Nancy Pennington and Reid Hastie proposed in 1988 that jurors are faced with a sequence of evidence, one witness at a time, and from this rather unhelpfully ordered set of observations, each constructs a narrative account of what went on in the events that led to the trial. Pennington and Hastie did two experiments. They took a real trial in which a man called Johnson killed a man called Caldwell, and derived from it a set of 119 statements which started like this.
1 The first witness is a police officer: Sergeant Robert Harris
2 I was on my usual foot patrol at 9:00 p.m.
3 I heard loud voices from the direction of Gleason's Bar
4 Johnson and Caldwell were outside the bar
5 Johnson laughed at Caldwell
In their first experiment, after participants had read the evidence-statements, and rendered a verdict, they were given a memory test, which they were not expecting. As compared with those who rendered a not-guilty verdict, those who rendered a guilty verdict remembered more of the original 119 items that were elements of the prosecution story, and also claimed to remember more items that were not actually among the original 119 items but were inferences from the prosecution story. In the same way those who rendered a not-guilty verdict remembered more of the 119 items from that story and more new items that were inferences from it.
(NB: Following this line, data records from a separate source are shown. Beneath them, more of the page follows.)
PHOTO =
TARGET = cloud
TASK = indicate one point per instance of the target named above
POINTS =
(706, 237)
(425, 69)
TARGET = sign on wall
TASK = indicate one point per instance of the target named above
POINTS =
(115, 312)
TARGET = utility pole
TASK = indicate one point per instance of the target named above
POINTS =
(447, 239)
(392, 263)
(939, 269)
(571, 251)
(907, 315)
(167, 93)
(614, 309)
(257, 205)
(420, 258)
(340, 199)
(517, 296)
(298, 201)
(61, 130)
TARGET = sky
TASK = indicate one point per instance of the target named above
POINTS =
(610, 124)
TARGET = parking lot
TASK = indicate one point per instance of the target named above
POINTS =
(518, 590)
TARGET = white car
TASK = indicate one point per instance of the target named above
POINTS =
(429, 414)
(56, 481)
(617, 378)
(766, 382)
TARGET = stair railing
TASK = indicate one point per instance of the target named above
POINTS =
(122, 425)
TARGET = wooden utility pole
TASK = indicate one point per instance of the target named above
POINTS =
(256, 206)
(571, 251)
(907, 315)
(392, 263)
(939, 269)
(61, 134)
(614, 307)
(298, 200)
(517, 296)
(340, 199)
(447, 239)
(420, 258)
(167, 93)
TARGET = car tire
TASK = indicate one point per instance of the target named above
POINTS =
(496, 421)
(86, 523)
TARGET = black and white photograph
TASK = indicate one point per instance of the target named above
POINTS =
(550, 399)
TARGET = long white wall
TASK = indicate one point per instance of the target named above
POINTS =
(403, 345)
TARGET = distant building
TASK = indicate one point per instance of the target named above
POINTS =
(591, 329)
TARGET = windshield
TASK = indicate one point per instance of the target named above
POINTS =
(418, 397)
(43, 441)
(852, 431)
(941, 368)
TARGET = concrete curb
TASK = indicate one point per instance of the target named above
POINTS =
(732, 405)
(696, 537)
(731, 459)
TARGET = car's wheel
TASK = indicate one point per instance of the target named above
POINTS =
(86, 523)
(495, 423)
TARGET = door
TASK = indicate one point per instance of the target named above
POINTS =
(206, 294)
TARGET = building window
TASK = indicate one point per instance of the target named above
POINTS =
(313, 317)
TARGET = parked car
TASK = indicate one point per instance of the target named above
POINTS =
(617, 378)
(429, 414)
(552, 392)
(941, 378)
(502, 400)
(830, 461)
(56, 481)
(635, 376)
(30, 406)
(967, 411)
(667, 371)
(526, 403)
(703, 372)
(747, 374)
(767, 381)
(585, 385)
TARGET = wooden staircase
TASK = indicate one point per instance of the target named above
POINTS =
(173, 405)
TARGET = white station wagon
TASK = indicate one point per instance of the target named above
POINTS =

In their second experiment Pennington and Hastie varied order of presentation. In one order the statements came in a sequence consistent with the prosecution story, and in another order the sequence was consistent with the defense story. Pennington and Hastie also constructed two sets of statements in orders of statements given, one witness at a time, that were close to the orders of the original trial. Participants were most likely to render a verdict of guilty when prosecution statements were in the order of the prosecution story and defense evidence came in the order of witnesses (78%) and least likely to render a guilty verdict when defense evidence was in the order of the defense story and prosecution evidence was not (31%). People were most confident of their verdict when they heard the evidence in story order.
Bruner (1986) has argued that narrative is a mode of thinking about agents and their intentions, and how these intentions meet vicissitudes. Court cases—actual and in court-room dramas—have people constructing their own version of the story, to make a series of events that they learn about in somewhat haphazard order into a narrative with a causal structure. Only in a story-structure can it be understood what someone did to whom, with what intentions, and what effects. Stories organize our explanations and understandings of the social world. In a court, only the story agreed by the jury has a proper ending.
Stories have these effects not just in court cases but in day-to-day life.
Bruner, J. (1986). Actual minds, possible worlds. Cambridge, MA: Harvard University Press.
Pennington, N., & Hastie, R. (1988). Explanation-based decision making: Effects of memory structure on judgment. Journal of Experimental Psychology: Learning, Memory, and Cognition, 14, 521-533.